As the sun sinks in the western sky the bird songs that have been heard during the day change. It seems as if some of the birds have expended their energy and are becoming quiet as they settle in the trees and shrubs or on their nests to rest for the night. The Robin that woke with the dawn and sang a morning chorus will also sing an evening song, but gradually it too goes silent as darkness descends.

Thrushes and some other birds may also let their presence be known both at dawn and at dusk.


For still other birds the hours of dusk may be a time to spread the message that I am here - where are you? and for the American Woodcock this is the time to do its courtship display and song. First there is a peent while the bird is still on the ground, which may be repeated a number of times before it erupts into the air with whirring wings. If it is still light enough, the bird may be seen rising rapidly into the air, and then the sound of the wings diminishes and there is a soft twittering, which suddenly stills as the bird plummets back to the ground - then the peent will start again. Often there are several peents as competing males also call. This is a spring evening song of the Timberdoodle - a poetic nickname for the Woodcock .

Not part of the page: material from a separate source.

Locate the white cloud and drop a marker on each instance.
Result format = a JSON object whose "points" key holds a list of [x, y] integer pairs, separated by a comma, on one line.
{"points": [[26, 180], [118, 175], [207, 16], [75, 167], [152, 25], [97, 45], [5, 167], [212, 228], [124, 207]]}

At dusk or later, the hooting of an owl sometimes breaks the silence - maybe the Great Horned Owl calling to its mate, or the Barred Owl as it announces its presence. Before spring migration is complete it is sometimes possible to hear chirps, tweets, whistles or other sounds as a variety of birds pass overhead in the protection of darkness.

Of course a spring evening is chorus time for the frogs - earliest of the season may be the duck-like quack of the Wood Frog or maybe the Boreal Chorus Frog with a call that sounds like a finger running down the teeth of a comb, or the shrill peeps of the Spring Peepers - of ten together making a cacophony of music that can be heard throughout the night as these too seek mates. Later these early frog choruses will be joined or replaced by the sounds of other frogs as well as that of the American Toad.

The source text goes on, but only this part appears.